A survey of evolutionary computation for association rule mining
Introduction
Data mining is a prevalent and effective technique for extracting useful knowledge from data sources. Association Rule Mining (ARM) is one of the main tasks of data mining. ARM aims to find close relationships between items in large datasets, which was first introduced by Agrawal et al. [3]. ARM techniques have been successfully applied in various fields such as the healthcare industry, market basket analysis, and recommendation systems [18]. Implementation of some frequent pattern mining algorithms is available in the SPMF open-source data mining library [84]. Discovering Association Rules (ARs) in a transaction database is an NP-Hard problem.

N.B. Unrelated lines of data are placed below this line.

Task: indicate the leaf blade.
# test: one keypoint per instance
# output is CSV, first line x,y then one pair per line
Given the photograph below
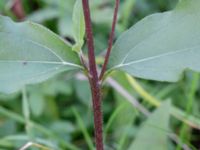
x,y
30,53
156,47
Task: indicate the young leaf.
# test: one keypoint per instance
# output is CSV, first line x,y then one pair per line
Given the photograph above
x,y
161,46
78,25
153,135
30,53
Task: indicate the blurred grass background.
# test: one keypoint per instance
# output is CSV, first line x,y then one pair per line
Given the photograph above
x,y
57,114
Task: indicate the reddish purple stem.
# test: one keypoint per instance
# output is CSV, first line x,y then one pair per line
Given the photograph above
x,y
110,41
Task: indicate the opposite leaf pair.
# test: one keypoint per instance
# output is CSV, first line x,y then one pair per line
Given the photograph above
x,y
159,47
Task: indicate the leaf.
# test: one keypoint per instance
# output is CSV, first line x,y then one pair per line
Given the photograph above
x,y
152,135
43,15
78,25
161,46
30,53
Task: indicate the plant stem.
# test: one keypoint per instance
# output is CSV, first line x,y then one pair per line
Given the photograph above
x,y
110,41
93,79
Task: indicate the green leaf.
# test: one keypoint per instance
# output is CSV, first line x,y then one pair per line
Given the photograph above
x,y
78,25
30,53
161,46
153,134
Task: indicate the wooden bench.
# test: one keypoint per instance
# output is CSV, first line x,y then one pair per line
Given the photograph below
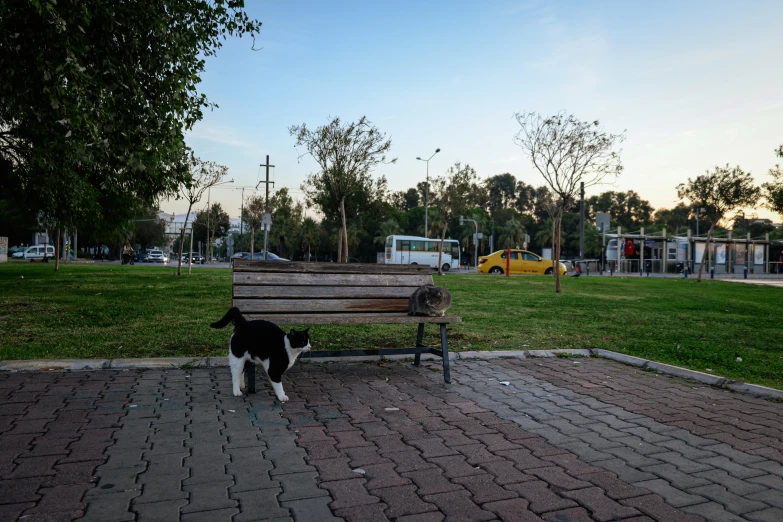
x,y
336,293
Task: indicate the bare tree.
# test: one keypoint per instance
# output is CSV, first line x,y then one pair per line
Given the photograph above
x,y
346,154
253,212
203,174
453,194
719,193
567,152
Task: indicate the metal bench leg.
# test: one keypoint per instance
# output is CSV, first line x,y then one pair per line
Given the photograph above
x,y
250,374
445,346
419,341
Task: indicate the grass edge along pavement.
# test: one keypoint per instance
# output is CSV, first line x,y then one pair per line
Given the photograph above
x,y
119,312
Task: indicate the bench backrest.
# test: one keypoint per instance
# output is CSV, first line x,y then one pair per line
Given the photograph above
x,y
333,292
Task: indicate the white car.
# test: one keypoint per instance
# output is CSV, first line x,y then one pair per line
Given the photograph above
x,y
157,256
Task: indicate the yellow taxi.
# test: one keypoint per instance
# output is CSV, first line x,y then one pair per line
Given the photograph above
x,y
519,262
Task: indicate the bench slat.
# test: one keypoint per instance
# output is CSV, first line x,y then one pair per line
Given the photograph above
x,y
242,265
314,292
322,305
300,279
368,318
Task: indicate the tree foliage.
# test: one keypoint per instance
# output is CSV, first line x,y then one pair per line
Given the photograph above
x,y
567,152
95,98
454,193
720,192
627,209
202,176
773,190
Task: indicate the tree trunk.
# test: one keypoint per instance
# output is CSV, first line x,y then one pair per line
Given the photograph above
x,y
182,241
440,252
56,250
704,255
345,231
252,241
340,246
556,251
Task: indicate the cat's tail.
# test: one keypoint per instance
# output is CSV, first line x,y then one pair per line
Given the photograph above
x,y
233,314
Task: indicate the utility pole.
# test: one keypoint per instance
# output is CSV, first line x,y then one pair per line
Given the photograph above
x,y
582,221
267,220
242,212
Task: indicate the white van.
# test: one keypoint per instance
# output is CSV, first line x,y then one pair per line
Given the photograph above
x,y
37,252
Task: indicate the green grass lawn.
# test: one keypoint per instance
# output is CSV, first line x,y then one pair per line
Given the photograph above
x,y
109,311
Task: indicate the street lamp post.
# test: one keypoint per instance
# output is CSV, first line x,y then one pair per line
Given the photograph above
x,y
701,210
427,192
209,211
462,219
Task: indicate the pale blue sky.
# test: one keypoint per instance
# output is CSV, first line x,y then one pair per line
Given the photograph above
x,y
694,84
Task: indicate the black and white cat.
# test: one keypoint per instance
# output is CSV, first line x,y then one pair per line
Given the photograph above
x,y
429,300
262,343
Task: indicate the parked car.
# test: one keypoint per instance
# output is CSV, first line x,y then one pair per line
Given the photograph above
x,y
258,256
519,262
35,252
197,258
157,256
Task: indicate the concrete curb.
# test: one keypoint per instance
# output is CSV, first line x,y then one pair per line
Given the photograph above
x,y
218,362
706,378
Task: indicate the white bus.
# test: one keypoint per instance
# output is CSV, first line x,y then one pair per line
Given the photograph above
x,y
412,250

If there are n items in the dataset, the number of itemsets is 2n. The maximum number of ARs that can be extracted from each itemset is 2k−2, where k is the length of itemsets. The time complexity of Apriori-based algorithms is O(2n)+O(2k). As a result, the time complexity of discovering ARs is O(k × 2n) [17]. This demonstrates that the running time is exponentially increased with an increase in the number of items [24]. Traditional ARM algorithms require a considerable amount of computation time. Additionally, they depend on data preparation, before applying the algorithm, leading to a loss of information. Furthermore, a sharp boundary between intervals in numeric attributes and distinguishing the degree of membership for the interval in fuzzy sets are two other drawbacks of conventional ARM methods.
Evolutionary Computation (EC) algorithms are a state-of-the-art and efficient strategy for finding near-optimal solutions. EC algorithms encode the problem in terms of solution(s) to be evolved to improve its quality. A key characteristic of EC approaches is that strict termination conditions can be set to limit computation time while a nearly optimal solution can be obtained. Additionally, the use of EC algorithms allows association rule discovery without the frequent itemset generation step. This leads to a reduction in time computation [202]. In the last two decades, many researchers have presented the discovery of ARs based on metaheuristics to address the limitations of traditional approaches. Although many papers have been presented in the field of evolutionary ARM, no previous effort has been made to systematically review such methods. Nevertheless, there are a few survey and review papers that cover a small area of evolutionary ARM. A comparative analysis of three evolutionary ARM methods showed the effectiveness of GA for mining Quantitative ARs (QARs) [15]. Djenouri et al. [75] studied the application of three metaheuristic approaches (including GA, PSO, and ACO) to frequent itemset mining and High Utility Itemset Mining (HUIM). Some of the ARM methods that are based on multi-objective evolutionary algorithms can be found in [203]. By 2014, authors categorized algorithms in three types as categorical ARM, fuzzy ARM, and numeric ARM. Ventura and Luna [263] described some of the Grammar Guided Genetic Programming (G3P)-based methods for the mining of ARs. A review of multi-objective optimization in ARM was published [247], which analyzed ARM in terms of different aspects such as chromosome representations, genetic operators, and fitness functions. Badhon et al. [23] presented a more recently updated review as compared to [247]. Del Jesus et al. [57] reviewed evolutionary ARM approaches published by 2011. Ghafari and Tjortjis [91] provided a comparative study of certain evolutionary ARM algorithms.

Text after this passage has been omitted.